Make Hardcopy History
The news that Smash Hits has finally been eradicated from the newsstands (calm down at the back, that’s Smash Hits, not the NME) is only partially marred by the revelation that they will continue to exist online. Just like an impressionist painting created with the use of ironic oils, the death of Smash Hits at the hands of the internet is a panoramic vista we used to call long range comeuppance. For those of you too young to know or for those of you too bored to remember, Smash Hits arrived in a hail of colour photo opportunities, reproduced lyrics & the editorial robustness of Jackie (ask Mark Beaument), on the coat-tails of the Punk Revolution (copyright – Pat Gilbert 2006). Punk & Pop had married in haste - where, inescapably, they repent in leisure to this day - & many a first wave Punky Waver suddenly wasn’t averse to appearing alongside the latest teenybopper sensation after all. Credentials lay in tatters on the glossy photographer’s studio floor, the record companies were at the helm of the ship once again - & anyone that had long-term ambition to survive in the burgeoning free market economy was doomed to follow suit. Passion had indeed become a fashion - & the need for an ‘alternative’ became a prerequisite for sanity.
Mojo, Ucunt, Q - you can trace their collective raison d’etre all the way back to the day Lucifer created Smash Hits - & form a spectacularly accurate lineage of blame in the process. Q Magazine was a blatant exercise in harnessing the Smash Hits phenomenon - & pointing its modus operandi at an older (& wiser?) audience (admittedly, without the lyrics). Select, Vox (the NME it was OK to rack with the magazines years before the Great Re-Branding) & countless others have come & gone in the name of record company/brochure co-ordination in the ensuing 30 odd years. Quite why the BMRB (sorry, Mr Millwood Brown) didn’t just staple the massed press releases of the major record companies of the nation together every Monday morning & mail them out to everyone under the age of 40 with a complimentary copy of Music Week, Morrissey only knows.

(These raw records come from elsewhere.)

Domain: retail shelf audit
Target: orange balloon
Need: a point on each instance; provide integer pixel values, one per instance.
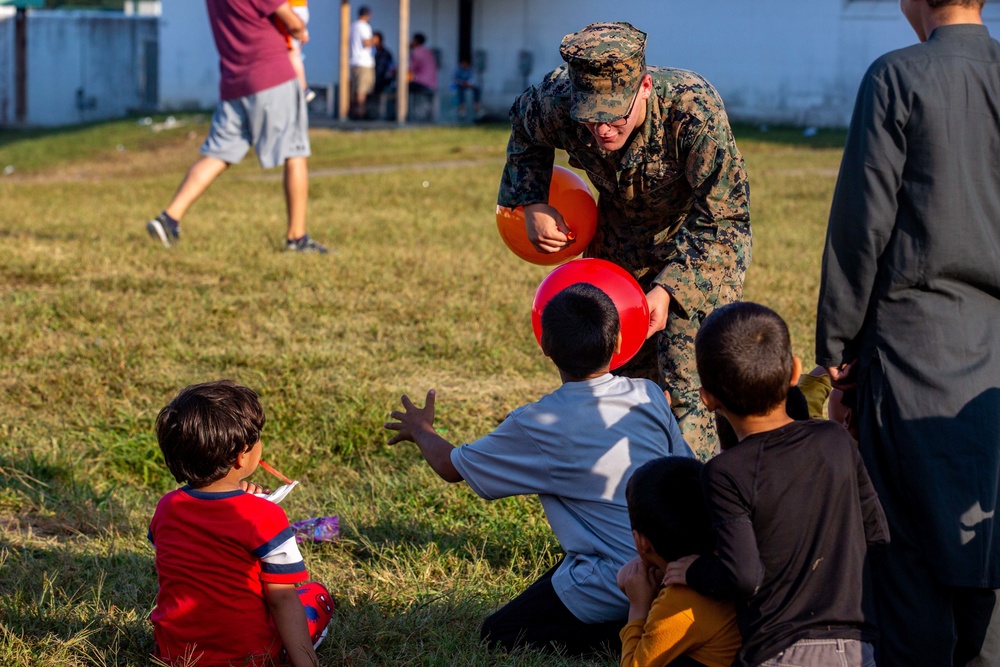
(568, 194)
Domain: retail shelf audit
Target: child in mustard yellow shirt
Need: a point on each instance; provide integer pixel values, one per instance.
(673, 624)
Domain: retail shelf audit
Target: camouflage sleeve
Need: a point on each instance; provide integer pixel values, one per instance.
(713, 243)
(530, 153)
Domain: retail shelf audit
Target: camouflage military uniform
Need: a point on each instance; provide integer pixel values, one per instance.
(673, 210)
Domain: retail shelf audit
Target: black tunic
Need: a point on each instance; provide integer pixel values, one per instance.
(911, 289)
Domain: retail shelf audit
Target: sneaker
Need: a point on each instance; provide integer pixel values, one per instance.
(319, 609)
(304, 244)
(167, 231)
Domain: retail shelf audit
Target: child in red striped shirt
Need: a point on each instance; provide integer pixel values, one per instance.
(227, 561)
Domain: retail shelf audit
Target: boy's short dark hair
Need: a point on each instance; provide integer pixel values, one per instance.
(203, 429)
(744, 357)
(580, 329)
(666, 503)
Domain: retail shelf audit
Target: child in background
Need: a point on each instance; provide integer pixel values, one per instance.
(574, 448)
(793, 509)
(669, 518)
(226, 560)
(463, 84)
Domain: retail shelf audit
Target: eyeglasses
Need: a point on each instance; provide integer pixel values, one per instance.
(623, 121)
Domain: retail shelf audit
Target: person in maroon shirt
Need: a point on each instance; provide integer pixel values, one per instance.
(261, 105)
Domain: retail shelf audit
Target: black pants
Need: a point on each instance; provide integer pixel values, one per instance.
(538, 618)
(922, 622)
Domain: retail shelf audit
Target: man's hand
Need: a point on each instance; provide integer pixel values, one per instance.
(296, 28)
(413, 420)
(677, 571)
(547, 230)
(640, 584)
(658, 299)
(843, 376)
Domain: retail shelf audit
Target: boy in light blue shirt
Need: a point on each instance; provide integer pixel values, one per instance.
(575, 449)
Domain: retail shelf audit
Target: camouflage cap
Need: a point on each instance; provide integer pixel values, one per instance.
(607, 62)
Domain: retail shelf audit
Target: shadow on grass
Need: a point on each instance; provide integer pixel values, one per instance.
(61, 606)
(48, 498)
(789, 135)
(440, 630)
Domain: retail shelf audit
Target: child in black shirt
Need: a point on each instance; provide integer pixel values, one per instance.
(792, 506)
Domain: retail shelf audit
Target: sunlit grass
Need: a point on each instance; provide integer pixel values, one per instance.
(99, 327)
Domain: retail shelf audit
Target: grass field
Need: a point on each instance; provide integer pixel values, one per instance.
(99, 327)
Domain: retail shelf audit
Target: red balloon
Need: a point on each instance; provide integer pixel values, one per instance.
(568, 194)
(613, 280)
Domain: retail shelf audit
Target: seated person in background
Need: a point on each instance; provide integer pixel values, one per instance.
(574, 448)
(463, 84)
(385, 64)
(423, 66)
(793, 509)
(226, 560)
(669, 520)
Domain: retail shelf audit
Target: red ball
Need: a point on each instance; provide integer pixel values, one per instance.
(568, 194)
(613, 280)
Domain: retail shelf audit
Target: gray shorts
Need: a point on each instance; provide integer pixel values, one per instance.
(274, 121)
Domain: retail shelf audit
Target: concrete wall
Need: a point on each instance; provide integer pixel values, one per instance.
(81, 66)
(777, 61)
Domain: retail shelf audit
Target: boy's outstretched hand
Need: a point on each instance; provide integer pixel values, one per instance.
(413, 420)
(417, 425)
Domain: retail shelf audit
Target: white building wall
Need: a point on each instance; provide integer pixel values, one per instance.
(777, 61)
(7, 90)
(81, 66)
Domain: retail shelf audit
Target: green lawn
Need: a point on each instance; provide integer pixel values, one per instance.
(99, 327)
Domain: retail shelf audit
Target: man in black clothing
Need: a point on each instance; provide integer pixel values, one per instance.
(909, 308)
(792, 506)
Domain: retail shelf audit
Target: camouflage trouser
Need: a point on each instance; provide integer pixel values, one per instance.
(668, 359)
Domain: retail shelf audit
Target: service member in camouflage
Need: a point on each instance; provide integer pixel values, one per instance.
(673, 200)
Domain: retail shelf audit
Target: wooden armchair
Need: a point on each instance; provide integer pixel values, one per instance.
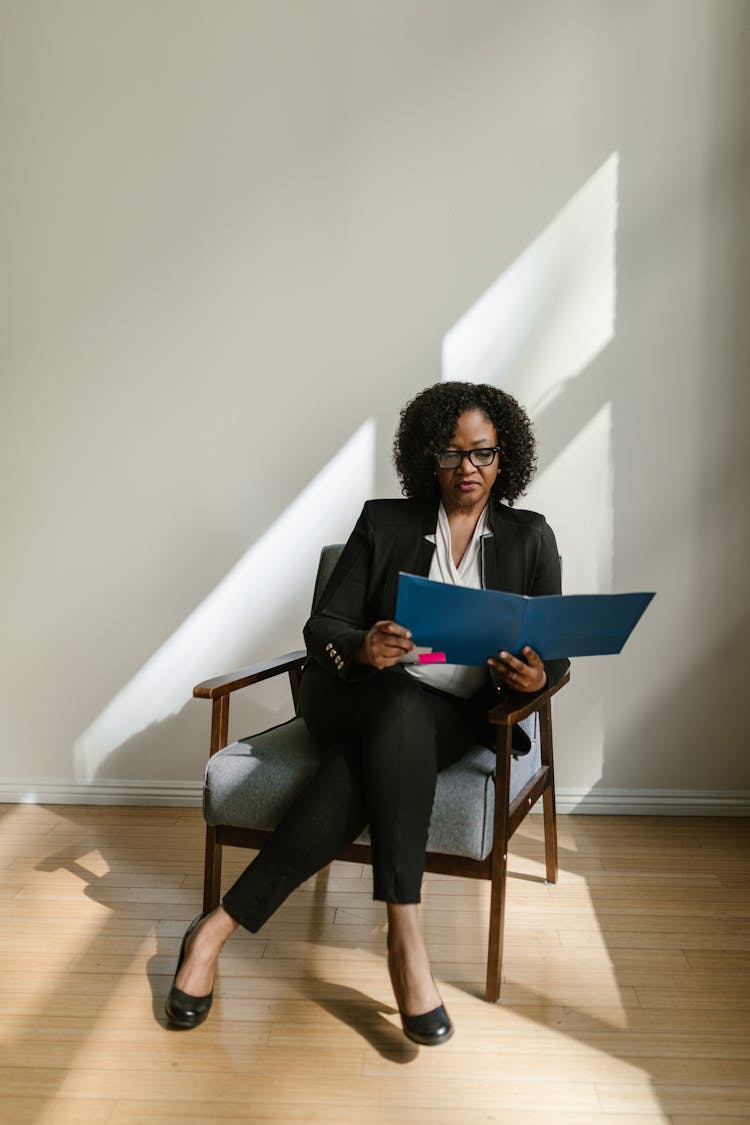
(479, 803)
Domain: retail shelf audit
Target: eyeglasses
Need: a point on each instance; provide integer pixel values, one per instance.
(480, 458)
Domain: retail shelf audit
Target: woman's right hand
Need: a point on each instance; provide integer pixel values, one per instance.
(385, 645)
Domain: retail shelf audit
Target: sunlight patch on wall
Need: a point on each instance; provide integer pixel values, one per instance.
(553, 309)
(576, 492)
(245, 603)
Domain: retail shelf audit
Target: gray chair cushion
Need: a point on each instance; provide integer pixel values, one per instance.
(252, 782)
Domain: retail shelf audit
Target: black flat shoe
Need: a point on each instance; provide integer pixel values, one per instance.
(430, 1029)
(182, 1010)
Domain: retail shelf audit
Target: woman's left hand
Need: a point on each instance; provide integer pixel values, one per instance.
(526, 675)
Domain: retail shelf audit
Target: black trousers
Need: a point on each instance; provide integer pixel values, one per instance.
(383, 740)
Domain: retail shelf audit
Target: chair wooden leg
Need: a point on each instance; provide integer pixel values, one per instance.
(211, 872)
(499, 866)
(548, 797)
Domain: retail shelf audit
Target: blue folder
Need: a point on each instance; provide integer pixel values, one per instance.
(469, 626)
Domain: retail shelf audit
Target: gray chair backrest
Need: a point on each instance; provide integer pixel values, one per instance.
(328, 558)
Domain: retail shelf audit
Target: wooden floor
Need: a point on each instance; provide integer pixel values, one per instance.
(626, 991)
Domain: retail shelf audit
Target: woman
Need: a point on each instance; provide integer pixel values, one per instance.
(385, 726)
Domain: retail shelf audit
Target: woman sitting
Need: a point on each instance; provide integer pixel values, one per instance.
(463, 453)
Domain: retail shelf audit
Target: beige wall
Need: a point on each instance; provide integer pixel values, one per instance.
(235, 235)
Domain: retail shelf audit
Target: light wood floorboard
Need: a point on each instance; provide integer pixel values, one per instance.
(625, 995)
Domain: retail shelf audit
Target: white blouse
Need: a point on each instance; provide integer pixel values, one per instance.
(454, 678)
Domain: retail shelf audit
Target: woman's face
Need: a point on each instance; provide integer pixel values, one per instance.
(467, 487)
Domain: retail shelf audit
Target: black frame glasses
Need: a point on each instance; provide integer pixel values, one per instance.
(481, 458)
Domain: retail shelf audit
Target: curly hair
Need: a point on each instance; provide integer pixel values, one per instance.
(427, 424)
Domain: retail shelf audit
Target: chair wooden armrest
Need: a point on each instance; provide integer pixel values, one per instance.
(219, 689)
(518, 705)
(253, 674)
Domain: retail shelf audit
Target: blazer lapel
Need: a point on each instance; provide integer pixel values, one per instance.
(424, 549)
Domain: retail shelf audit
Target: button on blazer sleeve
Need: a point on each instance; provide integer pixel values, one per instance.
(340, 619)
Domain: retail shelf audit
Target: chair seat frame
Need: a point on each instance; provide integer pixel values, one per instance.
(508, 815)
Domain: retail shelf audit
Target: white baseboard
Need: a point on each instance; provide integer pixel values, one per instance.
(653, 802)
(165, 793)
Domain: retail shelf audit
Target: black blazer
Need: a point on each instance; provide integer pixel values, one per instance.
(518, 555)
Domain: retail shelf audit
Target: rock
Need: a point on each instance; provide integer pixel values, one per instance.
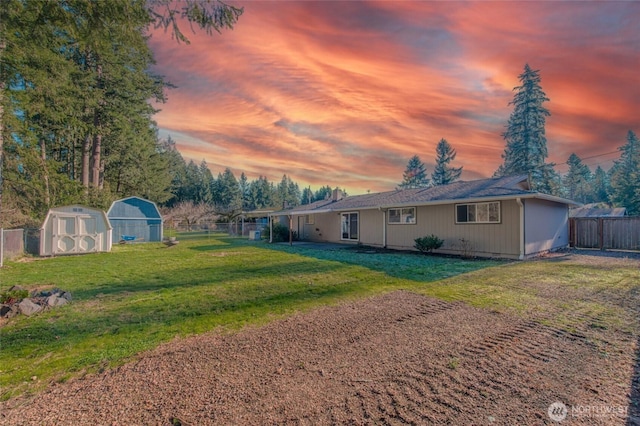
(55, 300)
(28, 308)
(8, 311)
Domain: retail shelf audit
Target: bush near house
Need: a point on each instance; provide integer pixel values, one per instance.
(428, 243)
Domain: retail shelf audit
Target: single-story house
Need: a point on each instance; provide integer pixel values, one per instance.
(597, 210)
(498, 217)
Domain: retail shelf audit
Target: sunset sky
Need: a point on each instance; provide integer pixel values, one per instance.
(344, 93)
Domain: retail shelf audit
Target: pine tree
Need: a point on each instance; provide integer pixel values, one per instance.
(243, 183)
(625, 176)
(443, 173)
(601, 186)
(415, 175)
(578, 181)
(526, 148)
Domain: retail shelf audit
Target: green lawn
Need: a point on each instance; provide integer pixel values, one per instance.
(140, 295)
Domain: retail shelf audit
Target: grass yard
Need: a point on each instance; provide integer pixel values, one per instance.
(138, 296)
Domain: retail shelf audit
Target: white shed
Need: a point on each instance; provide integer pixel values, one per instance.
(75, 230)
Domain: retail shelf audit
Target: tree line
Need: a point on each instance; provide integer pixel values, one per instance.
(526, 153)
(198, 195)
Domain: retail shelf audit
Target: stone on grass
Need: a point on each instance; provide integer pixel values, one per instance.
(8, 311)
(28, 308)
(55, 300)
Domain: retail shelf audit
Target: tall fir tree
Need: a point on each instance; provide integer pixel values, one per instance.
(625, 176)
(601, 186)
(578, 181)
(443, 173)
(526, 149)
(75, 88)
(415, 175)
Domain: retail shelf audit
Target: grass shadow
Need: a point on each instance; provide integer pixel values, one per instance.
(403, 265)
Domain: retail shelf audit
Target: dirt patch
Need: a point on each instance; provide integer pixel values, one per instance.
(400, 358)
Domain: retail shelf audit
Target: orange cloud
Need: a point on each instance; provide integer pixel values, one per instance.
(344, 93)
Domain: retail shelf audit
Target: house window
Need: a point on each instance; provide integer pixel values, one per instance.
(349, 226)
(405, 216)
(478, 212)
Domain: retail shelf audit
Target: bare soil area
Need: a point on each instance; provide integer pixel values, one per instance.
(400, 358)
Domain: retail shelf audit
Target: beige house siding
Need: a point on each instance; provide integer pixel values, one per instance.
(371, 227)
(485, 240)
(539, 236)
(325, 228)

Somewhere along the way we lost the good guys, Zigzag, & thousands of fanzine writers unable to settle for their fabled 15 minutes: their raw talents bled dry - set to work within the towers of Kings Reach – slaves to the dictates of IPC - & later Emap – where the only identity that matters is a corporate one.
Few today would believe me if I told you the UK used to have not ONE music weekly – but FOUR! One by one the competition duly fell:
Sounds - killed by the falling stock of street punk, boiled alive by Global Warming due to a hole in the Oizone layer.
Melody Maker - killed along with Kurt Kobain at the hands of a dark assassin, the year punk broke its back!
Record Mirror - the one that really should have known better, considering its partnership with the dance floor, how it failed to survive in the repetitive beat obsessed mid 80s to mid 90s is a travesty.
And then there was one, & we all know how boring, unjust & inexplicable that is. Editorially, NME never recovered its credibility after failing to address hip-hop & electro in the mid 80s. With the Cartel in ruins & the majors back at the wheel, the guvnors at IPC plotted a course of least resistance - & let free market economics take control (trade winds?). Eventually, things had become so bad by the end of the 90s that a major rebuilding programme was rushed into service by the then editor, Steve Sutherland, to rescue ‘the brand’ from the sea of other titles crashing down every 10 seconds on the shores of the public’s hard copy consciousness. The broadsheet was dead. Long live the compact. Actually, we’re a magazine – ah fuck it – we’re Smash Hits. The circle was complete.
Loose Lips Sink Ships, Plan B Magazine & artROCKER are the brave ones in 2006 (they do it because they want to - & a few of you want them to do it too – which is enough) – standing Canute-like before the unceasing waves of information technology – but most genuine music writers live inside your computer: the ones that do it for love not lucre.
Let Alan Jones stop us if we’ve fallen asleep to this one before no more. Let Pat Gilbert reclaim someone else’s hard work as his own for the very last time. Let Connor McNicholas crawl up Rupert Murdoch’s arse & rot - & - please, for pretty fuck’s sake – send Dave Henderson all the way back to Happenstance – where he belongs.